Betekenis van het woord treinkaartje: betalingsbewijs én vervoersbewijs

Vzr. RCC 11 augustus 2015, RB 2508, dossiernr. 2015/00792 (Betekenis woord treinkaartje)
Voorzitterstoewijzing. Misleiding treinkaartjes. De uiting: Het betreft een in een envelop verspreide reclame-uiting met de tekst “Alstublieft Drie gratis treinkaartjes” Daarbij zitten twee “Overgang 2-1 dagkaart”-en en één “Meereiskaart voor 2 dagen”. De klacht: In eerste instantie denk je dat je drie gratis treinkaartjes hebt gekregen, maar dat blijkt niet het geval te zijn. Je moet over een geldig 2e klas vervoersbewijs beschikken om de kaartjes te kunnen gebruiken.

De beslissing van de voorzitter:
De klacht betreft de vraag wat de gemiddelde consument pleegt te verstaan onder het woord “treinkaartje”. Naar het oordeel van de voorzitter zal deze consument bij het lezen van de tekst “Alstublieft.
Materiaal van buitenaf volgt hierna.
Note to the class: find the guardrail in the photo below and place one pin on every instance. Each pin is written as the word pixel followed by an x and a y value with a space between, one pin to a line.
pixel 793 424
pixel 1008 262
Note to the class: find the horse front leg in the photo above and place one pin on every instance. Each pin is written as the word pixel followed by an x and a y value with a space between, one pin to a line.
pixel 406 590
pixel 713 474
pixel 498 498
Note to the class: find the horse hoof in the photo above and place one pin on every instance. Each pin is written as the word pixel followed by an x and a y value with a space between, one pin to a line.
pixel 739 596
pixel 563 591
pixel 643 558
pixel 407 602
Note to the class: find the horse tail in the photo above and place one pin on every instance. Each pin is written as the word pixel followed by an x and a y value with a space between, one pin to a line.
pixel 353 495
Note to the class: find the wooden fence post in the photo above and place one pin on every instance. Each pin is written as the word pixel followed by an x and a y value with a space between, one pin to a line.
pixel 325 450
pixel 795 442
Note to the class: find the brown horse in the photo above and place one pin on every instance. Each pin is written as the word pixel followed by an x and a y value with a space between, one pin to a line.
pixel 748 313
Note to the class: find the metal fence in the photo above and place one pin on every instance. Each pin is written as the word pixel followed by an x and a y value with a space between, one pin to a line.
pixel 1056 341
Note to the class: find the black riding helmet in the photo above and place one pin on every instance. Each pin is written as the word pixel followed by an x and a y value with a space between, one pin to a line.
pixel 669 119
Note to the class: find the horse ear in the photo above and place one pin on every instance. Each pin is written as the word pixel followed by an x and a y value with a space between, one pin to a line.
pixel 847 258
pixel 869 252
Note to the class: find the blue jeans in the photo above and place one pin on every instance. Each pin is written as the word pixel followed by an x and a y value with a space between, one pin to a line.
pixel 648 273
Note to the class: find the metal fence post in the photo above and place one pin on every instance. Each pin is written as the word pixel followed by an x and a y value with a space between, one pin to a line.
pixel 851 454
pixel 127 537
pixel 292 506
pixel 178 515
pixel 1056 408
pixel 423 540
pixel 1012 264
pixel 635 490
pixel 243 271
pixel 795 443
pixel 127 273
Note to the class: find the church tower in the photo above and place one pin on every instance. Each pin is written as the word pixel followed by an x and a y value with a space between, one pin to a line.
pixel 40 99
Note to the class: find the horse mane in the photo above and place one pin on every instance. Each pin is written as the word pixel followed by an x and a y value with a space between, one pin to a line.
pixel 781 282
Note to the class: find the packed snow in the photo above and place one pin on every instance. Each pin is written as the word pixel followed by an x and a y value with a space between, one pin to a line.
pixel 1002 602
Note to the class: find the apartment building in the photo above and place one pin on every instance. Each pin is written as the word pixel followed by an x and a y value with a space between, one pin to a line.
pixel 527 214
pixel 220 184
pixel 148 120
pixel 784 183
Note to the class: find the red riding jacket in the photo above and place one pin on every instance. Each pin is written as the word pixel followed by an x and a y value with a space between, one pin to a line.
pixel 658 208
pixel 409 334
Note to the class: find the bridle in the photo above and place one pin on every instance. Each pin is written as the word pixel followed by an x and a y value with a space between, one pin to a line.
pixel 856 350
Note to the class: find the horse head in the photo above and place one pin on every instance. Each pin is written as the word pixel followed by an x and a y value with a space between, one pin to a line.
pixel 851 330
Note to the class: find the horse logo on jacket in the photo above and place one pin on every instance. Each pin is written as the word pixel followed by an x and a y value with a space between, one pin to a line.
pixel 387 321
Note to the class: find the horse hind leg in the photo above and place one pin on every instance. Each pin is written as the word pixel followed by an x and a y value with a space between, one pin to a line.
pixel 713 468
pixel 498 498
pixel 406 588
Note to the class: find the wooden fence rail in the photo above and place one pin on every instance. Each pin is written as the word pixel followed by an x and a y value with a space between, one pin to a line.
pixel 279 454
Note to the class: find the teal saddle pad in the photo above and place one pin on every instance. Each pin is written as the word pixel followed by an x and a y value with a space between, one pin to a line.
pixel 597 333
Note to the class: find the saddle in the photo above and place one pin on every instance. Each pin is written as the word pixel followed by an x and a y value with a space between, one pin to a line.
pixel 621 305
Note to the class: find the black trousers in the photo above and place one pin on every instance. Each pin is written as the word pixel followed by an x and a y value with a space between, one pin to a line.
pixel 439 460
Drie gratis treinkaartjes” in de veronderstelling verkeren dat hij drie kaartjes krijgt, die kunnen gelden als betalingsbewijs dan wel vervoersbewijs voor een reis per trein. De voorzitter weet zich daarin gesteund door de betekenis die het woord “treinkaartje’’ onder meer volgens Van Dale’s woordenboek der Nederlandse Taal en Wikipedia heeft. Nu de kaartjes alleen zijn te gebruiken in combinatie met een geldig vervoersbewijs acht de voorzitter de gewraakte mededeling misleidend. Dat elders op en in de uiting verwezen wordt naar van toepassing zijnde beperkende voorwaarden, leidt niet tot een ander oordeel. Blijkens het voorgaande is in de uiting voor de gemiddelde consument onjuiste informatie verstrekt als bedoeld in artikel 8.2 aanhef van de Nederlandse Reclame Code (NRC). Voorts is de voorzitter van oordeel dat de gemiddelde consument hierdoor ertoe gebracht kan worden een besluit over een transactie te nemen, dat hij anders niet had genomen. Om die reden is de uiting misleidend en daardoor oneerlijk in de zin van artikel 7 NRC.

De beslissing van de voorzitter:
Op grond van het hierboven overwogene acht de voorzitter de uiting in strijd met het bepaalde in artikel 7 van de Nederlandse Reclame Code en beveelt hij adverteerder aan om niet meer op een dergelijke wijze reclame te maken.